The Court accepted Tim’s submission that the vesting order must have been made pursuant to s. 181 of the Insolvency Act 1986; and that the freehold title acquired by Mrs Dhillon pursuant to that vesting order was the same freehold title that had been owned by CEL. Mrs Dhillon therefore had the equity of redemption that had been CEL’s and the Judge had been correct at trial to proceed on that basis.
The Court then dismissed all the other criticisms of the Judge’s approach to the assessment of “exceptional circumstances”. In particular, the Court concluded that it was entirely appropriate for the Judge to focus particularly on Mrs Dhillon’s circumstances. Whilst the position of the Bank was entirely unexceptional, her circumstances were quite exceptional. Ultimately, the Court upheld the trial Judge for the reasons set out at paragraphs 70 to 75:
Mrs Dhillon’s appeal was therefore dismissed.
That meant, of course, that the Court also did not have to determine the issues raised by the Chief Land Registrar as to the availability of an indemnity and so it did not do so. However, shortly before the Appeal, Mrs Dhillon had sought to amend her Appellant’s Notice to rely on the fact that her “right to rectify” constituted an overriding interest. Tim resisted that application for the Bank on the basis that (i) the issue had not been pleaded and advanced below, at trial; but also (ii) that it would make no difference because the “right to rectify” was simply a right to invite the Court to alter the register under and pursuant to the statutory scheme. It did not circumvent the Court’s consideration of “exceptional circumstances”; and nor could it circumvent the special protections provided in the land registration scheme to proprietors in possession. On this point, the Court of Appeal agreed, commenting,
“Throughout all of that analysis I have not forgotten that, save for the period when she was in Pakistan, Mrs Dhillon has been in occupation of the property. I accept too that that fact could have been ascertained by BB at the time of the mortgage (although it is difficult to see in practice what difference that would have made). But that cannot give rise to any sort of overriding interest; certainly, it cannot give rise to an interest that somehow trumps all the other exceptional circumstances and justifies the rectification of the Register in Mrs Dhillon’s favour.”

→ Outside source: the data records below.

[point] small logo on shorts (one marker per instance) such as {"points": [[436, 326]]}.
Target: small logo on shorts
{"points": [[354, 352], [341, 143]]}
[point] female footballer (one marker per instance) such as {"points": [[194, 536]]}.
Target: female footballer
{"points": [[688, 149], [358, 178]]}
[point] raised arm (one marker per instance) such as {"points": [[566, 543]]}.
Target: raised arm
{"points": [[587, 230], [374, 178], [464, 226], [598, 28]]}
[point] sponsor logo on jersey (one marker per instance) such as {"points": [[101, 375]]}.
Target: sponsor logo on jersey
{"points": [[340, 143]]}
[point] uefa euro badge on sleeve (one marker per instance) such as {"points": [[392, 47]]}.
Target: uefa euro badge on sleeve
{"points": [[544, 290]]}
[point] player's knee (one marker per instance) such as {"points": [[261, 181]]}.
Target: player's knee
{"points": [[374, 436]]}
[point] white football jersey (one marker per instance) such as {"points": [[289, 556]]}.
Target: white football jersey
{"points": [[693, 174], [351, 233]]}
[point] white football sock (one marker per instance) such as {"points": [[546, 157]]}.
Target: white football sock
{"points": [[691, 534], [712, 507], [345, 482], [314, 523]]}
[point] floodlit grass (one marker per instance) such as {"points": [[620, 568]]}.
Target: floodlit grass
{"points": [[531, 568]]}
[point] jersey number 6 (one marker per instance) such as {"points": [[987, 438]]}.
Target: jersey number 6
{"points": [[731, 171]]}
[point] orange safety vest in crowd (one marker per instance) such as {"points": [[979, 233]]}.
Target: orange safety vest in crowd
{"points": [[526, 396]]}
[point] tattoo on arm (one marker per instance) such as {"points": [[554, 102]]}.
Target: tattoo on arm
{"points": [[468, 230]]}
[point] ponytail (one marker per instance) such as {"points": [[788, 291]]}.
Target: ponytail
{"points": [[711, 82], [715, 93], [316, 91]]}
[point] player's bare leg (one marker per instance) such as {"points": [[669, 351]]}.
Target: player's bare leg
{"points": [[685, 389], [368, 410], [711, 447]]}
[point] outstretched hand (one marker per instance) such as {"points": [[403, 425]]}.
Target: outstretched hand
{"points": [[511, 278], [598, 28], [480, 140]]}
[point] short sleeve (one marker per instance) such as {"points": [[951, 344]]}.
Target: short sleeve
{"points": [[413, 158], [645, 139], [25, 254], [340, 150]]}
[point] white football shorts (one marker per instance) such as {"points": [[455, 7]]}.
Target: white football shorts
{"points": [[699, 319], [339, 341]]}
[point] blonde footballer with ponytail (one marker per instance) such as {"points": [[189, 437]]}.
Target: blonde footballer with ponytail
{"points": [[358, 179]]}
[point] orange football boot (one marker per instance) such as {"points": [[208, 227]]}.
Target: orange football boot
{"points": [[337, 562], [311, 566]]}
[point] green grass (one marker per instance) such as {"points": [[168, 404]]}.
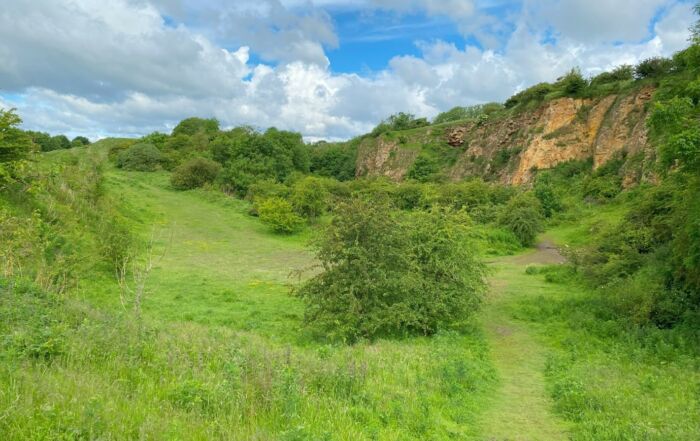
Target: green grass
{"points": [[611, 381], [221, 352]]}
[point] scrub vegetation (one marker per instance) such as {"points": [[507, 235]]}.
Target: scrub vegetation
{"points": [[240, 284]]}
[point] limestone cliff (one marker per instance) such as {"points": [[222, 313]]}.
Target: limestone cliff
{"points": [[511, 148]]}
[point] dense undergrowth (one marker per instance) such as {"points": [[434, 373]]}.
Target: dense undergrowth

If the “right to rectify” cannot be an overriding interest such as to lead inexorably and inevitably to alteration, without any consideration of the hurdles in the statutory land registration scheme (such as exceptional circumstances), then that makes a nonsense of the suggestion that it is an overriding interest at all. In any event, however, it might remain arguable that, if the Court nevertheless has to exercise a discretion, the principle in Re Chowood’s Registered Land [1933] Ch 574 does not apply to such a “right to rectify” and an indemnity would, in principle, be available.
Mrs Dhillon sought, but was refused, permission to appeal to the Supreme Court.